Provincial, non scientific and just plain bad are the adjectives that best describe the South Dakota Game Commission's manner of reaching a decision on the expansion of Puma hunting in the State--- A LEAVE ME ALONE, IT'S NONE OF YOUR BUSINESS response they have taken with a resident who sought to have the commission ease backon the draconian 2013 Puma killing plan--------As discussed previously on this blog, year round hunting of Pumas will be permitted outside Custer State Park and the Black Hills,,,,,,,,,,,,,,along with hounds allowed in Custer Park hunts and a 40% increase in the number of Pumas to be killed in the Black Hills.........Rancher and Hunter desires rule the day in South Dakota with wildlife science thrown out with "the evening trash"



Bob Mercer;bhpioneer.com



MADISON — The state Game, Fish and Parks Commission didn’t budge Friday from the decisions made last month, when commissioners set regulations for hunting mountain lions during 2013.
Three people requested a statement from the commissioners about why they allowed more lions to be harvested in the Black Hills, let hounds to be used on select hunts in Custer State Park, and opened lion hunting year-round throughout the rest of South Dakota without limiting the harvest outside the Black Hills.

One of the requesters, Tom Huhnerkoch of Lead, also asked in writing for the commission to repeal the open season for mountain lions outside of the Black Hills zone.Chris Hesla, executive director for the South Dakota Wildlife Federation, spoke to the commission Thursday in support of Huhnerkock and the repeal.State law allows citizens to request statements from the commission.
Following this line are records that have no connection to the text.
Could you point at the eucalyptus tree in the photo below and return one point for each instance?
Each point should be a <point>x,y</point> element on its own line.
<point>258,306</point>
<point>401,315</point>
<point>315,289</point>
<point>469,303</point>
The commission Friday turned down Hunherkoch’s request for the repeal and agreed on a written explanation for the overall rules package.
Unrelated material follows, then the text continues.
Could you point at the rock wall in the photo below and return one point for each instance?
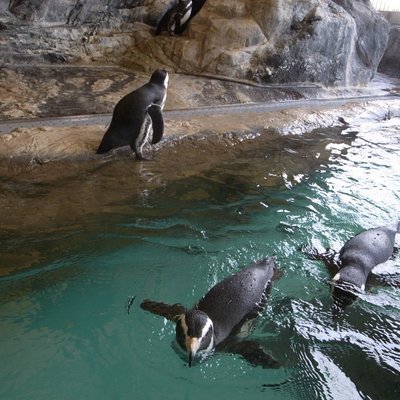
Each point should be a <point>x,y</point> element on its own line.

For the Black Hills, the commission increased the overall harvest that will be allowed in the new season. The Black Hills season will start Dec. 26, 2012 and run until hunters report a total of 100 lions taken or a sub-quota of 70 females killed.Those are increases from the 2012 Black Hills harvest limits of 70 lions total and 50 females. Hunters killed 73 lions in the Black Hills during 2012. The 70th lion was one reported a day after it was killed, leaving the season open a 51st day. Three lions were taken on that final day.
Wildlife Division director Tony Leif provided a written draft of the explanation to the commission. “This is your statement. It’s important you’re comfortable with what we put together here,” Leif said.
The commission adopted the statement on a unanimous voice vote without any discussion.
Leif also offered to the commission a draft copy of a resolution denying Hunerkoch’s repeal. Leif said the commission’s decisions on the season fit within the division’s management plan.Commission member John Cooper of Pierre said “the vast majority” of South Dakota citizens have indicated through surveys that they want to see some lions in the Black Hills but don’t want lions spreading across the prairie.
“That’s kind of the social background to what the department did as to where we’re going to put our management efforts,” Cooper said. He is the past cabinet secretary overseeing the state Game, Fish and Parks Department.
Commission member Barry Jensen of White River, a former legislator, said he hasn’t found any groundswell of support for establishing mountain lion populations outside of the Black Hills in South Dakota. Jensen said the statewide season seems to fit the public’s expectations.“I’ve never talked to a rancher who said, “I wish I had a couple of mountain lions roaming around the ranch,” Jensen said.